The OCT high-resolution imaging technology is useful to evaluate intimal hyperplasia. The penetration depth is only 1.5-2 mm, but its resolution is an order of magnitude greater than that of intravascular ultrasound (IVUS) 7,8. Multiple studies comparing OCT with IVUS conclude that OCT is currently the preferred technique to evaluate neointimal hyperplasia after stent implantation 8-10. Especially in small animals with small vessel diameters, the high resolution of OCT renders it the best imaging modality for the evaluation of restenosis.
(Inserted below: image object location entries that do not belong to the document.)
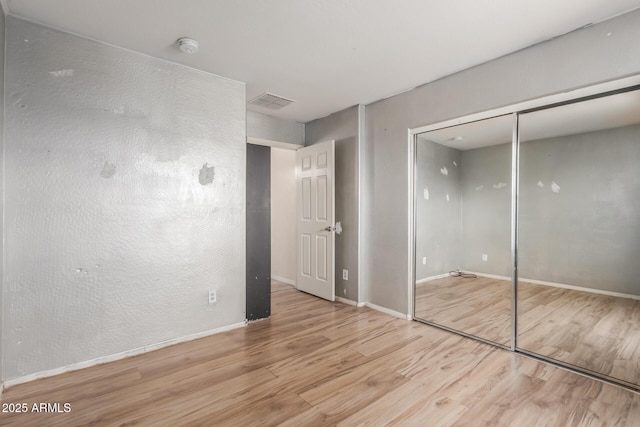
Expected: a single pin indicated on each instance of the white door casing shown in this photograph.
(315, 216)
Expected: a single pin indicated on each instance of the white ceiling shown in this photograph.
(325, 54)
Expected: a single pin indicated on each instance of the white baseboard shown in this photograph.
(119, 356)
(560, 285)
(283, 280)
(350, 302)
(388, 311)
(428, 279)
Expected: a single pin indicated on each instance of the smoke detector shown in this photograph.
(271, 101)
(188, 45)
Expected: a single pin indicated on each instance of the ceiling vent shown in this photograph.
(270, 101)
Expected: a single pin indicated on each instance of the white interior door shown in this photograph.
(315, 216)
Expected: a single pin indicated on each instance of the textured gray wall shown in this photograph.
(343, 128)
(2, 25)
(438, 209)
(587, 232)
(125, 200)
(584, 57)
(486, 210)
(273, 129)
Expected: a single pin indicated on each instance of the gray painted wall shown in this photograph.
(587, 233)
(486, 210)
(581, 58)
(2, 32)
(438, 209)
(343, 128)
(125, 200)
(270, 128)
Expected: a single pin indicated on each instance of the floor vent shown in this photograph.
(270, 101)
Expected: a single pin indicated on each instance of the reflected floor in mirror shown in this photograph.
(476, 306)
(597, 332)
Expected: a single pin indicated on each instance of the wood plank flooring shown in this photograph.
(320, 363)
(597, 332)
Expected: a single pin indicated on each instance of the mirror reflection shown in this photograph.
(463, 228)
(579, 235)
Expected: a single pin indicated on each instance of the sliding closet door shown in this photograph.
(579, 235)
(463, 260)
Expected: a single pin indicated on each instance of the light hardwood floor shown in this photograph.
(597, 332)
(321, 363)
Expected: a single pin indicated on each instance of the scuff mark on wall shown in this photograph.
(108, 170)
(206, 174)
(62, 73)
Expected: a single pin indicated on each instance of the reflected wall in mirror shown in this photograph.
(463, 223)
(579, 235)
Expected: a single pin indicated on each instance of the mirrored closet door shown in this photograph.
(579, 235)
(565, 287)
(463, 229)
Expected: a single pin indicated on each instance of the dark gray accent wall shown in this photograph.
(584, 57)
(258, 232)
(2, 19)
(343, 127)
(438, 209)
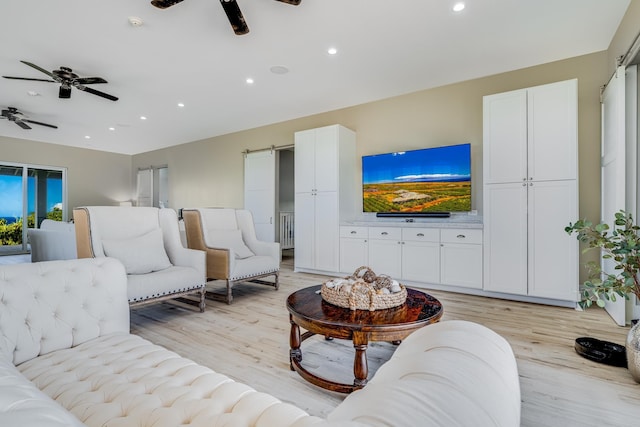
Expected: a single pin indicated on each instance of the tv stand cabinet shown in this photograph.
(430, 255)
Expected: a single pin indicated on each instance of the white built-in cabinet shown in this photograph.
(530, 192)
(447, 256)
(325, 194)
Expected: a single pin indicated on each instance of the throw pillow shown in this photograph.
(230, 239)
(140, 255)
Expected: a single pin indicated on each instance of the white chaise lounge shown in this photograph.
(67, 359)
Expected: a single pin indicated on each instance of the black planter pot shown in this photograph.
(601, 351)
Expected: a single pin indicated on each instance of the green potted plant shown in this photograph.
(621, 244)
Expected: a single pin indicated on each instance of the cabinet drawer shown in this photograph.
(385, 233)
(354, 232)
(461, 235)
(421, 234)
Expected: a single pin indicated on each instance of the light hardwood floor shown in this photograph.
(248, 341)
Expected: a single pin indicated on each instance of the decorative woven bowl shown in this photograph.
(364, 290)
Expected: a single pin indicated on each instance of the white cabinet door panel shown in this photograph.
(305, 161)
(505, 126)
(421, 261)
(461, 265)
(552, 127)
(353, 254)
(505, 238)
(385, 257)
(553, 254)
(327, 232)
(304, 230)
(326, 155)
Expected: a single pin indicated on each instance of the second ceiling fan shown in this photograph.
(230, 7)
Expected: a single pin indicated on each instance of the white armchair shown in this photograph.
(234, 253)
(147, 241)
(54, 240)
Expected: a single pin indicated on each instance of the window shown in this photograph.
(28, 195)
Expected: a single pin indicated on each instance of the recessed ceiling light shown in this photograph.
(458, 7)
(279, 69)
(135, 21)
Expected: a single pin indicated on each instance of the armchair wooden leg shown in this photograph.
(203, 304)
(229, 293)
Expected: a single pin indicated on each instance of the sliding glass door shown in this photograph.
(28, 195)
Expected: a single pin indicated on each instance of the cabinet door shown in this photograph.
(304, 161)
(326, 156)
(353, 254)
(304, 230)
(385, 257)
(552, 131)
(553, 254)
(505, 238)
(461, 265)
(421, 261)
(326, 232)
(505, 137)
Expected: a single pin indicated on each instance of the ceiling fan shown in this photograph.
(13, 115)
(67, 79)
(230, 7)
In summary, this video shows that (1) rat aortic stenting is easily feasible, (2) rat abdominal aorta stenting is suitable for testing commercially manufactured stents and (3) OCT imaging is an accurate and elegant technique for longitudinal monitoring of in-stent restenosis.
All rats were housed in the animal care facility at Stanford University Medical Center (Stanford, Ca), under standard temperature, humidity, and lighting conditions, and were provided rat chow and water ad libitum. The investigation conformed to the Guide for the Care and Use of Laboratory Animals published by the US National Institutes of Health (NIH publication No. 85-23, revised 1996). The study protocol was approved by the Administrative Panel on Laboratory Animal Care, Stanford University.
The present study was supported by the Falk Research Fund for the Department of Cardiothoracic Surgery at Stanford University School of Medicine, Stanford, CA, USA. Tobias Deuse was funded by a research grant of the German Cardiac Society. Sonja Schrepfer has received a research grant from the Deutsche Forschungsgemeinschaft (DFG) (SCHR992/2-1).